Germany Will Exit EUR if Bailouts Don’t End

Montreal, Canada

"We didn't sign-up for bailing-out irresponsible countries in Europe. It's not our job to support profligate spending nations. If they can't get their fiscal balances in order then let's drop the EUR and reintroduce the deutschemark."

That's the mindset of most Germans right now about what's going on in Greece and, eventually, Portugal, Spain and other weaker eurozone countries as euro-contagion spreads.

Two-year Greek government bond yields open this morning trading at a whopping 13.52% -- more than many distressed emerging market countries and higher than benchmark yields in Argentina and Venezuela – two banana currencies. Hard to believe but ten years ago Brazilian paper sold at similarly high levels. Today, ten-year Brazilian government US$ debt yields just 4.86% or 109 basis points above Treasury bonds.

This whole Greek debt fiasco is a huge embarrassment for the eurozone and if it spreads to Portugal or Spain, the odds increase that the Germans will revolt and kiss the EUR "Auf Wiedersehen."

The Maastricht Treaty, the monetary and budgetary blueprint for the EUR, doesn't address bailouts and what might happen to the EUR and some of its members if one or more countries decided to leave the eurozone. Yet it's increasingly apparent that the 2010s are likely to be a decade of discontent for EUR enthusiasts at a time when Western countries are faced with an avalanche of spending obligations as a result of the post-WW II welfare state and its far-reaching spending tentacles, including retirement entitlements, healthcare, unemployment insurance and some of the most generous vacation entitlements in the world.

What's also very clear at this point is that civil servants are too big as a percentage of most governments' payrolls, especially in countries like Greece. A major reduction or pruning lies ahead and not just in Greece.

In Greece, for example, individuals actually work about 60 days less than their peers in Germany. But the Germans are promising about 35% or so of the entire €41 billion required to bailout the Greeks. Does this make any sense?

If the 2000s belonged to anything but the U.S. dollar as it pertains to foreign currencies then this decade will probably be the same but for the EUR. The only country worth holding in Europe is the Norwegian kroner; if the Swiss National Bank (SNB) wasn't dumping francs to suppress its value, I'd also include the Swissie. But the SNB has been aggressively selling CHF since March 2009.

However, this doesn't mean the United States will enjoy a secular bull market rally for the dollar.

The Americans are likely to trail other central banks raising interest rates in this cycle (they already lag behind Norway, Australia and Israel), so there's no compelling argument to buy dollars, either.

But there is a compelling argument to buy many of the Asian and resource currencies that harbor trade surpluses and if you can find them -- budget surpluses, too. I'd also include gold and oil in that mix.
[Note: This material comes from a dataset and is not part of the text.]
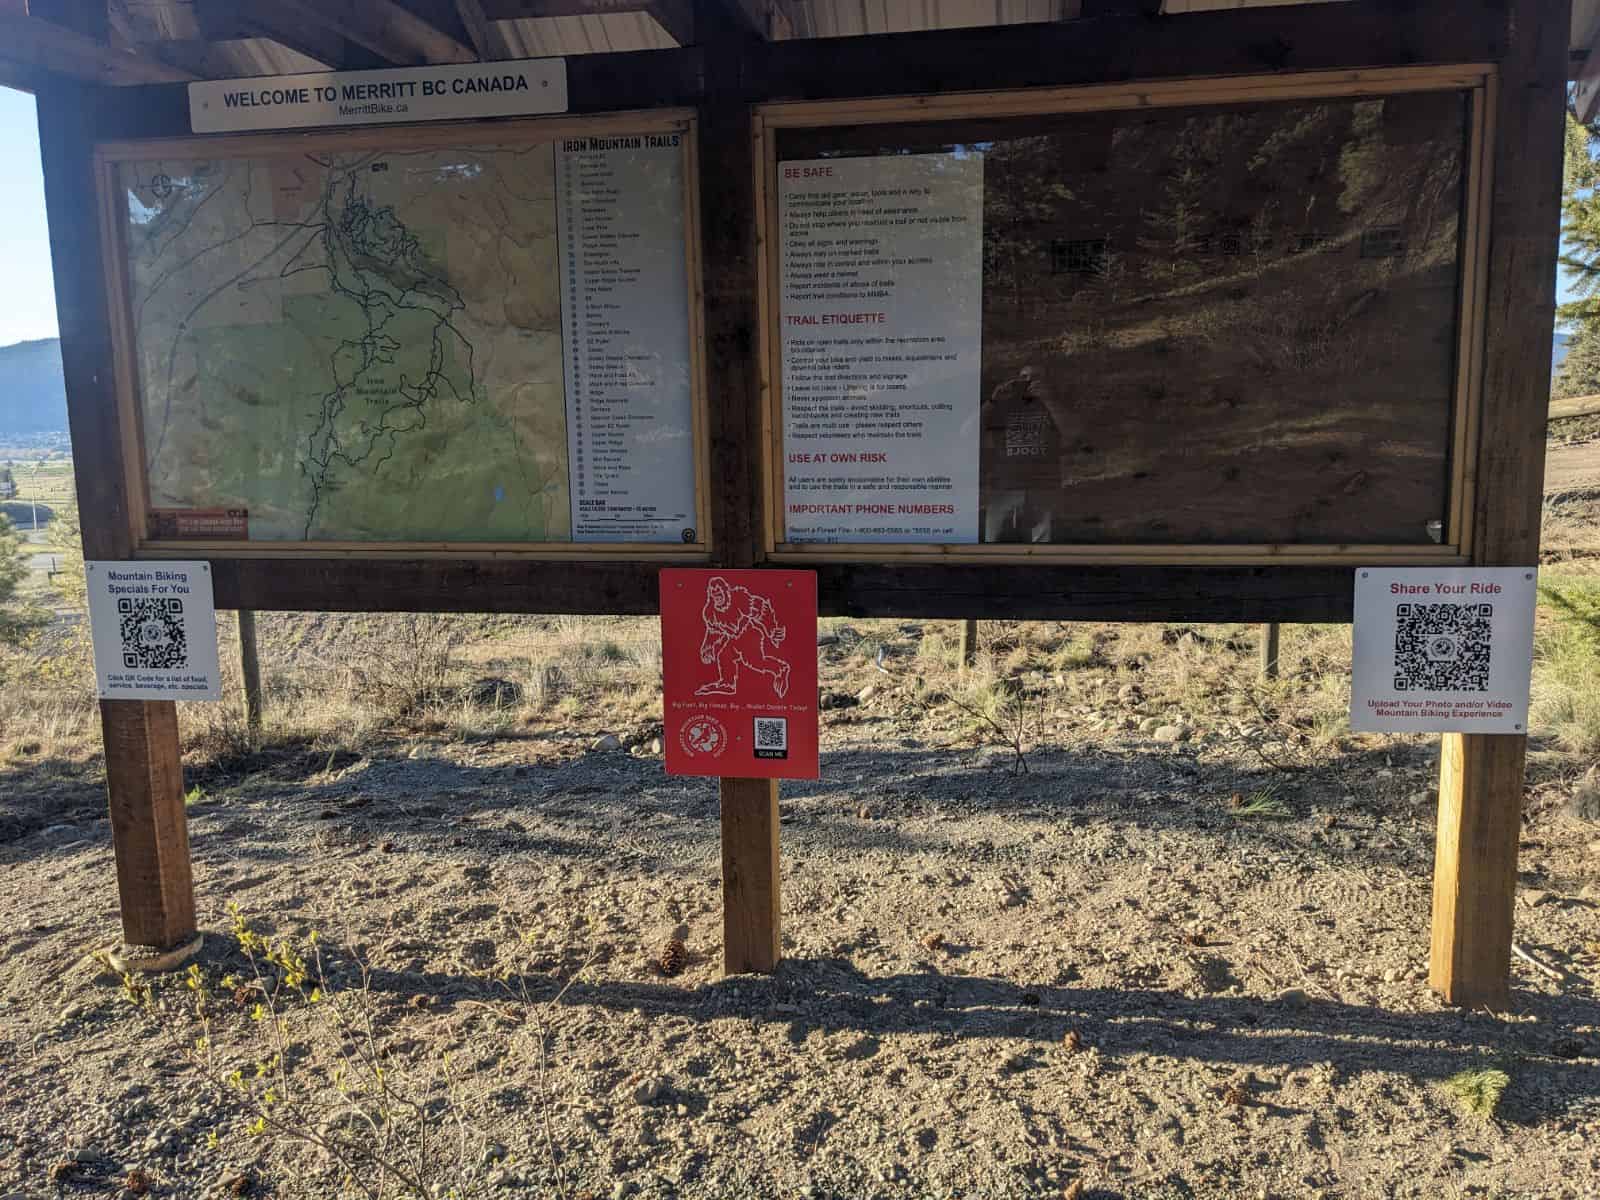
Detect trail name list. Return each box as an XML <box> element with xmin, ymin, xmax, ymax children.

Many years ago, my mentor in this business, Jim Rogers, told me that the global exchange rate system was nothing more than a "bunch of drunks at the bar devaluing against each other." More than ever, he's right. The majors, at least, offer poor relative and absolute values and have mountains of debt. The emerging market currencies, on the other hand, will increasingly command a greater share of the revaluation process now underway against the dollar and the majors.